PASURUAN – Suasana syahdu menyelimuti Masjid Darul Arqom di Jalan KH. Wachid Hasyim, Sabtu (14/2). Di sela embun pagi usai salat Subuh berjamaah, Ustaz Anang Abdul Malik mengajak jamaah untuk sejenak menunduk dan merenungi satu organ kecil namun krusial di dalam kepala kita: Otak. Dalam kultumnya yang bertajuk “Nikmat Otak Kita Dibanding dengan Otak Hewan”, beliau menekankan bahwa perbedaan mendasar antara manusia dan makhluk lainnya bukan sekadar pada bentuk fisik, melainkan pada kapasitas pemanfaatan akal.
Ustaz Anang menjelaskan bahwa secara biologis, hewan memang memiliki otak. Namun, fungsi otak hewan sangat terbatas pada insting bertahan hidup—makan, tidur, dan berkembang biak. “Kucing tahu cara mencari makan, burung tahu cara membuat sarang. Tapi mereka tidak pernah bertanya ‘mengapa saya diciptakan?’ atau ‘bagaimana cara memperbaiki kualitas hidup esok hari?’ Di sinilah letak kemuliaan manusia,” urai beliau di hadapan jamaah.

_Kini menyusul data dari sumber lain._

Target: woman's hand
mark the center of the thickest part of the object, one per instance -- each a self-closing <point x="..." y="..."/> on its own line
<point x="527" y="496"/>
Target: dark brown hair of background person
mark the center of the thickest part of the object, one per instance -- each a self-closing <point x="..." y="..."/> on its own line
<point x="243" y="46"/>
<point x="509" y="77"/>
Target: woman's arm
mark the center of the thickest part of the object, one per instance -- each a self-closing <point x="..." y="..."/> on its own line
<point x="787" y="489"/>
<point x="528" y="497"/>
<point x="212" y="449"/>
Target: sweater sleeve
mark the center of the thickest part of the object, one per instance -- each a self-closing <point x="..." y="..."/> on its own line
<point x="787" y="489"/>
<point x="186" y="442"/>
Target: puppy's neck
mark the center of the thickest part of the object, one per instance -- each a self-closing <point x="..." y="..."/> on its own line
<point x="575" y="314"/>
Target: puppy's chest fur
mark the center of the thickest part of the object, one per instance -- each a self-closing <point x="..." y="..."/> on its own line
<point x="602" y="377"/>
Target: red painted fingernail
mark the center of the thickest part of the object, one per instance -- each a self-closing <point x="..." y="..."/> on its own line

Perbedaan mencolok yang disoroti adalah kemampuan manusia untuk berpikir abstrak, berinovasi, dan mengenal Sang Khalik. Allah membekali manusia dengan neocortex yang memungkinkan kita untuk menganalisis masa lalu untuk mengambil pelajaran, merencanakan masa depan dengan penuh visi, dan membedakan yang haq dan yang bathil. Tanpa optimalisasi fungsi ini, Ustaz Anang mengingatkan kutipan dari Al-Qur’an bahwa manusia bisa derajatnya turun hingga setingkat—atau bahkan lebih rendah—dari binatang ternak.
Menutup kultumnya, Ustaz Anang memberikan pesan mendalam tentang tanggung jawab. Jika hewan tidak akan dimintai pertanggungjawaban atas apa yang mereka lakukan, manusia justru sebaliknya. Setiap memori yang disimpan dan setiap keputusan yang diambil oleh otak kita akan dipertanggungjawabkan di hadapan Allah SWT. “Menyukuri nikmat otak bukan dengan memuji kecerdasannya, tapi dengan menggunakannya untuk menundukkan ego dan bersujud kepada-Nya,” pungkas beliau menutup kajian pagi itu. Kajian ini menjadi pengingat bagi warga Pasuruan di akhir pekan ini bahwa kecerdasan tanpa dibarengi iman hanya akan melahirkan kesombongan, sementara otak yang disyukuri akan melahirkan kearifan.